Aujourd'hui même, je voyais un tweet d'un journaliste de CNN affirmant que les médias américains n'avaient jamais poussé le gouvernement américain à la guerre. Je lui ai répondu par un extrait vidéo YouTube d'un débat des primaires républicaines de 2016 où un modérateur de CNN demandait aux candidats à la présidentielle : « Seriez-vous prêts à tuer des centaines, voire des milliers d'enfants innocents dans le cadre de vos fonctions de président ? » Je ne crois pas qu'il existe un autre pays au monde où une telle question ait été posée lors d'un débat électoral. C'est grotesque. C'est sociopathique. Et pourtant, cela n'a même pas fait les gros titres. Ce n'était pas un scandale. Juste une question posée lors d'un débat, mais typiquement américaine.
Je ne veux pas dire que vous devriez croire que les Américains sont mauvais et qu'ils doivent se sentir coupables et honteux. Je pense que nous devrions plutôt admettre que, comme dans tous les pays, de grandes choses et des choses horribles ont été commises. Nous aurons bien plus de chances de réaliser de bonnes choses si nous cessons de nous identifier à une équipe militaire nationale et commençons à nous identifier à l'humanité – avec tout le bien et le mal qu'elle recèle, partout. Je pense que nous avons beaucoup à y gagner. Nous pouvons être fiers de l'écologie allemande et du système éducatif finlandais. Nous pouvons être fiers de tout ce que nous trouvons de bon dans le monde et cesser de le rejeter et de nous priver de ses bienfaits simplement parce que ce n'est pas américain. Il n'y a rien à perdre à mettre de côté les fantasmes du patriotisme. Vous ne regretterez jamais d'avoir abandonné ces absurdités. Vous vous demanderez comment vous avez pu vivre sans les bienfaits de cette identification à l'humanité tout entière.

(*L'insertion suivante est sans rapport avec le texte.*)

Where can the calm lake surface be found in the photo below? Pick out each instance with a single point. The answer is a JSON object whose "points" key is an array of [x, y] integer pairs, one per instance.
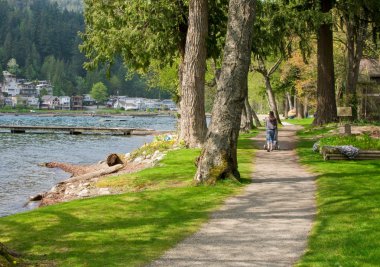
{"points": [[20, 175]]}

Le MOON : Vous écrivez qu’un système juridique international juste et démocratique est nécessaire pour remplacer la guerre. À quoi ressemblerait-il ?

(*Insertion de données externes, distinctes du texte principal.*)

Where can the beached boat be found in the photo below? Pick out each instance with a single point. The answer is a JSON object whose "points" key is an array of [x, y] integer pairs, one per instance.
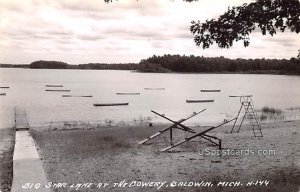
{"points": [[128, 93], [210, 90], [109, 104], [58, 90], [77, 95], [54, 85], [200, 101], [154, 88]]}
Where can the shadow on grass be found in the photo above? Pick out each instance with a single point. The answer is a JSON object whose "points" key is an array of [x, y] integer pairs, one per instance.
{"points": [[7, 142]]}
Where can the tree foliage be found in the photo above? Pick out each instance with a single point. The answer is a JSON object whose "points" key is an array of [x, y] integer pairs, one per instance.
{"points": [[197, 64], [238, 22]]}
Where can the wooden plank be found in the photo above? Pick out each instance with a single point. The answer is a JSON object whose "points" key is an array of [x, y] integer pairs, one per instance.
{"points": [[195, 135], [154, 88], [160, 132], [179, 124], [128, 93], [58, 90], [21, 121], [200, 101], [109, 104], [77, 96]]}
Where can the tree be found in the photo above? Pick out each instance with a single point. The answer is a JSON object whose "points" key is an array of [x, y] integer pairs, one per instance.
{"points": [[238, 22]]}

Swanson : C'est une question complexe qui appelle de nombreuses réponses. L'organisation World Beyond War organise une conférence sur ce sujet en septembre 2018 à Toronto. Je peux vous dire simplement à quoi cela ne ressemblerait pas . Ce ne serait pas une structure où les cinq plus grands exportateurs d'armes, ou du moins quatre d'entre eux, composent le Conseil de sécurité de l'ONU et disposent de pouvoirs spéciaux pour diriger le monde ; ou d'un droit de veto sur l'ensemble de l'instance ; ou encore de la possibilité de passer outre les décisions de la Cour pénale internationale et de la Cour internationale de Justice. Il est évident que ce système est injuste, même si les nations en sont les membres. Je pense qu'une véritable démocratie mondiale, aussi difficile que cela puisse paraître et aussi horrifiant que cela puisse sembler à beaucoup de ceux qui ont été conditionnés à fuir cette idée même, impliquerait une représentation des populations proportionnelle à leur taille, et non pas seulement des nations. Certes, il est un peu absurde que le Liechtenstein et la Chine n'aient chacun qu'une voix, mais il est encore plus absurde que les principaux fauteurs de guerre se voient confier les pouvoirs spéciaux du Conseil de sécurité de l'ONU. L'ONU a été créée comme une institution internationale pour mettre fin à la guerre, et pourtant, nous en avons confié la direction aux plus grands fauteurs de guerre.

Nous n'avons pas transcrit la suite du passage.